Al-faqeeh merupakan lulusan Sarjana Farmasi dari Sana'a University, Yaman, yang memilih Unpad karena program Farmasi Klinisnya lebih banyak praktik.
"Saat mengetahui ada penawaran beasiswa KNB, saya mendaftarkan diri dengan memilih dua universitas di Indonesia yang memiliki program studi Farmasi Klinik.
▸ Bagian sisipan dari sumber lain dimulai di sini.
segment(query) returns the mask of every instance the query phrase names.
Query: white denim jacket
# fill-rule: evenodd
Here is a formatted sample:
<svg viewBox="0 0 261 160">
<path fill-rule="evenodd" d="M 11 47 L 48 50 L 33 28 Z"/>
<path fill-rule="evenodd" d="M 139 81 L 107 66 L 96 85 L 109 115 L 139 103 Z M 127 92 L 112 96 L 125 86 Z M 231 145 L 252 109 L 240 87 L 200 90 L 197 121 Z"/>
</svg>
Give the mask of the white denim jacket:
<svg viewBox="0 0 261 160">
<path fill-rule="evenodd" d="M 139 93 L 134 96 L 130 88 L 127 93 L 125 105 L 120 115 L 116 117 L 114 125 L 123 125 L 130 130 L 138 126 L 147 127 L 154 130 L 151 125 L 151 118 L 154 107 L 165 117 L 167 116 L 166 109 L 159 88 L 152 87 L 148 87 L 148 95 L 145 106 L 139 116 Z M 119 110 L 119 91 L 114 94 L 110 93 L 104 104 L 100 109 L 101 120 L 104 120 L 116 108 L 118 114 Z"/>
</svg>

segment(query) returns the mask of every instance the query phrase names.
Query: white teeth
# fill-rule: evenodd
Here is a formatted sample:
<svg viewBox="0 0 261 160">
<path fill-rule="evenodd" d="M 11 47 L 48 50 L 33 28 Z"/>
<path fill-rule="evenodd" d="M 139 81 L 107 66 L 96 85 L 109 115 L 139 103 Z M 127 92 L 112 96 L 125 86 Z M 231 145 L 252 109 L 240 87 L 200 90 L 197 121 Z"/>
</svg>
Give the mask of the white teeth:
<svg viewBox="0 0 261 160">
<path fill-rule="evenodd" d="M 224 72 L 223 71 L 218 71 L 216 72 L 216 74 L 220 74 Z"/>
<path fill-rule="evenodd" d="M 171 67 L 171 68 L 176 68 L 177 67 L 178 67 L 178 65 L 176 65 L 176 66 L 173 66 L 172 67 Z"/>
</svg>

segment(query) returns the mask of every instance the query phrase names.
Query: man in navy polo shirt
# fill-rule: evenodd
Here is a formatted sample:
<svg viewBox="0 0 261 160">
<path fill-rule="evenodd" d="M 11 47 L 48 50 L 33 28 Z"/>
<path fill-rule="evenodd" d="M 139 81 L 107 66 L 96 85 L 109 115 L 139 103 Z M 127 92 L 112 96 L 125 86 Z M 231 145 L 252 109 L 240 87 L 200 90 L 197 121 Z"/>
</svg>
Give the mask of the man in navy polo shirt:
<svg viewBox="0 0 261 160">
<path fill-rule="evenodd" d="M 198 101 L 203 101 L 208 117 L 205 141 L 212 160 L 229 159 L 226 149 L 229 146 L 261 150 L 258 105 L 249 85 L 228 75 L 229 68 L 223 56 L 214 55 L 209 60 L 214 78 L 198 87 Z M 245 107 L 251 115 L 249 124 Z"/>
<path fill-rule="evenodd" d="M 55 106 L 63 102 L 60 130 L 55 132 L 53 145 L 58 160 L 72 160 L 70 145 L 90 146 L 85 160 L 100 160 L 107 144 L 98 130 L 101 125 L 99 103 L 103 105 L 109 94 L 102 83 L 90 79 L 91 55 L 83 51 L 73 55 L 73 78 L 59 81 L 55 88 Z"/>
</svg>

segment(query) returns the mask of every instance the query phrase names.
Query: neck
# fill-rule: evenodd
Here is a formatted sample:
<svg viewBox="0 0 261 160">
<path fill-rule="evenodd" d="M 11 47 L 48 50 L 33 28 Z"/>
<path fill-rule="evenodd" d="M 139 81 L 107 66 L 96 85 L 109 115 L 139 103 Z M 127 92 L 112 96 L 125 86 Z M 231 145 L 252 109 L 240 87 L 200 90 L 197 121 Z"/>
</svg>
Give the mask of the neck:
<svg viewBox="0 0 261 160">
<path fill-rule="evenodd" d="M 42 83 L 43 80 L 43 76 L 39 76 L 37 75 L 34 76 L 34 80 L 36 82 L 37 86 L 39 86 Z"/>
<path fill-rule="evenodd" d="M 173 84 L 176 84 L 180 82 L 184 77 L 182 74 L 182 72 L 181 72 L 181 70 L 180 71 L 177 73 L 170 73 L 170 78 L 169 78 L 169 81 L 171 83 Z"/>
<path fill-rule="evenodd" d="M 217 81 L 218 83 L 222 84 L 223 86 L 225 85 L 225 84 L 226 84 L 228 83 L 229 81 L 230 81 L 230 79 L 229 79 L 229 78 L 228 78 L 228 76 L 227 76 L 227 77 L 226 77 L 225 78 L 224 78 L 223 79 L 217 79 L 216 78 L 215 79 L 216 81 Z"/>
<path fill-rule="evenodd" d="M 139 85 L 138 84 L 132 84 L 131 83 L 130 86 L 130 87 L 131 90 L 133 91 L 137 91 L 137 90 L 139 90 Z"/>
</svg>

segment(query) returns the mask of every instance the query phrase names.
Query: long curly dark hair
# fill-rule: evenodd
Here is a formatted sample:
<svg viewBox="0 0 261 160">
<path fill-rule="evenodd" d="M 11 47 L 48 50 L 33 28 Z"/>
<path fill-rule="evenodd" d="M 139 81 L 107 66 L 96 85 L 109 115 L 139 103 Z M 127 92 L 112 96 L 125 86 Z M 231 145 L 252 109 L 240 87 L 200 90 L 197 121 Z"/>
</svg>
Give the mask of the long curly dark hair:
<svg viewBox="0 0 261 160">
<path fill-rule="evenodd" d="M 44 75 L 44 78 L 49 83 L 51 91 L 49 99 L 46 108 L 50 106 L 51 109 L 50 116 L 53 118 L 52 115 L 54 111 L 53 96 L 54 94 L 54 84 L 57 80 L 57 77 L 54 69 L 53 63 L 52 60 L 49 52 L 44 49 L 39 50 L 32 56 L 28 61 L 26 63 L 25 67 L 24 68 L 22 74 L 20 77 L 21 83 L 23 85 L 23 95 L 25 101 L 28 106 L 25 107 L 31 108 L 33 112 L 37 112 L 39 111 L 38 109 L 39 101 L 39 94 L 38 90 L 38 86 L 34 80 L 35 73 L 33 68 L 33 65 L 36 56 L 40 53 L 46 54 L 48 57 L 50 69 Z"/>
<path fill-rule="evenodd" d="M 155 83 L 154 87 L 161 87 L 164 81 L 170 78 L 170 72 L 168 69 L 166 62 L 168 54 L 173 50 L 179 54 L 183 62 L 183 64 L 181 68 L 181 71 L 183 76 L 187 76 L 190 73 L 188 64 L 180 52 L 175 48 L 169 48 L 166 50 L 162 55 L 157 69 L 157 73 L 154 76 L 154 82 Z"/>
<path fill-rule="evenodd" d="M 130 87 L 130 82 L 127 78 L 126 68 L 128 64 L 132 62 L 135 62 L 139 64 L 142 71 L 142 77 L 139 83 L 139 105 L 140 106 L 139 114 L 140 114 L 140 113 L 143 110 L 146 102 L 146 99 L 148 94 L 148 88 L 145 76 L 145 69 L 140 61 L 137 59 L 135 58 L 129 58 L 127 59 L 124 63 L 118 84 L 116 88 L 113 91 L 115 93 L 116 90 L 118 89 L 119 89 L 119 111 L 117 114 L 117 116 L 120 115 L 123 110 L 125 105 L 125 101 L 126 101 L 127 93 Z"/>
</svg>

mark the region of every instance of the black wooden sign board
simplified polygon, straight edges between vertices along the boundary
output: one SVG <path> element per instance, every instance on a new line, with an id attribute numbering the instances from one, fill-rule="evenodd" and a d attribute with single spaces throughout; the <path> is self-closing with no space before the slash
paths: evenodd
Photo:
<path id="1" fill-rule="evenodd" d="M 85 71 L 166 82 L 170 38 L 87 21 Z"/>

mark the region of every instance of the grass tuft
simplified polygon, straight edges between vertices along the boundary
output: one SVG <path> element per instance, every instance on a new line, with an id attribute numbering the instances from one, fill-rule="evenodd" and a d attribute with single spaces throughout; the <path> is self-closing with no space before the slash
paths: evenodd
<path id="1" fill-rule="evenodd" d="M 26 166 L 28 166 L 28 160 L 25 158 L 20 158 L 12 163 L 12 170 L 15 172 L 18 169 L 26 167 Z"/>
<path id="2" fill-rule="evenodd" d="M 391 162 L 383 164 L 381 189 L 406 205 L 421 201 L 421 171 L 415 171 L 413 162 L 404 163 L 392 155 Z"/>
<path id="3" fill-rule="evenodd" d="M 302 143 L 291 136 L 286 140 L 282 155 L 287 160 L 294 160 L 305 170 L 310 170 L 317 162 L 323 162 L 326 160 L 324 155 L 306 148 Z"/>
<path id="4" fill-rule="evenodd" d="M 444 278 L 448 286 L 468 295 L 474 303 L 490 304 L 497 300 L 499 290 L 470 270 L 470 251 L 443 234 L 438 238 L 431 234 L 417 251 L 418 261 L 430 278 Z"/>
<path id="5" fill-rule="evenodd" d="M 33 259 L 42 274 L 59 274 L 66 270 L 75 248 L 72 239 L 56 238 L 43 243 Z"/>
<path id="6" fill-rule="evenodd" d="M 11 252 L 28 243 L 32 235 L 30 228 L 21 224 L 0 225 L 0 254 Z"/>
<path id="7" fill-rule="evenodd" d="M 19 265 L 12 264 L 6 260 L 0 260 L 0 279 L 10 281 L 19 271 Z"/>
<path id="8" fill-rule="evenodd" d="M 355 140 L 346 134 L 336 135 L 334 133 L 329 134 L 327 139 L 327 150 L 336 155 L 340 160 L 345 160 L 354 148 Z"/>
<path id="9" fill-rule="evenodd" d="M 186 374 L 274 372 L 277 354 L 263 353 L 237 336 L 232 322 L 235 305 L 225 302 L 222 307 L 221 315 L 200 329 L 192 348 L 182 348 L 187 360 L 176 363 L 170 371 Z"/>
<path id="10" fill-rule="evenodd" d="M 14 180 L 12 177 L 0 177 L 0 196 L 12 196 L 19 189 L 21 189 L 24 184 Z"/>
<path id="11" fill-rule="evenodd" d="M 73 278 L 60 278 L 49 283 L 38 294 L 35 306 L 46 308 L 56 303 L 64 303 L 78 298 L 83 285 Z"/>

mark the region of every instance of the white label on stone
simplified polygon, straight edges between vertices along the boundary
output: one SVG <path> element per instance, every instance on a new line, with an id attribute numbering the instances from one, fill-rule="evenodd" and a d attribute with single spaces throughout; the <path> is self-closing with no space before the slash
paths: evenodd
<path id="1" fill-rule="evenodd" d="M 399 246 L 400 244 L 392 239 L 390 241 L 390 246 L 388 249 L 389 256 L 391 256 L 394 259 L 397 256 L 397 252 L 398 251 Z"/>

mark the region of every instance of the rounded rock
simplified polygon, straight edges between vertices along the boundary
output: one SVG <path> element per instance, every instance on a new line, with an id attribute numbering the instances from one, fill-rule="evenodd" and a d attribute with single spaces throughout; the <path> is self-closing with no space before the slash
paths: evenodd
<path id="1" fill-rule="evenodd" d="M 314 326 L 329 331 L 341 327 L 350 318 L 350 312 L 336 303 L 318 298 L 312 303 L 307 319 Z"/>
Pilihan utamanya Universitas Padjadjaran karena dari informasi yang saya baca, kuliahnya lebih banyak praktik," ujar Al-faqeeh.
Sebelum memulai kuliah, ia mengikuti kursus Bahasa Indonesia bagi Penutur Asing (BIPA) secara daring saat pandemi Covid-19 dan mengasah kemampuan bahasa melalui interaksi di RS Hasan Sadikin.
"Akhirnya, karena sering berinteraksi dengan native speaker, saya jadi bisa lebih lancar menggunakan Bahasa Indonesia, dan juga sedikit Bahasa Sunda," kata anak pertama dari enam bersaudara ini.
Al-faqeeh merasa nyaman selama berkuliah di Unpad, terutama di Fakultas Farmasi yang menurutnya seperti keluarga sendiri.
"Unpad itu lebih dari yang saya harapkan. Jadi, terima kasih Unpad. Fakultas Farmasi apalagi, lingkungannya sudah seperti keluarga sendiri. Jika ada masalah, semuanya bisa dibantu," ujarnya.
Selain studi, ia berhasil menulis belasan artikel ilmiah, sebagian terbit di jurnal internasional bereputasi seperti Scopus Q1 dan Q2.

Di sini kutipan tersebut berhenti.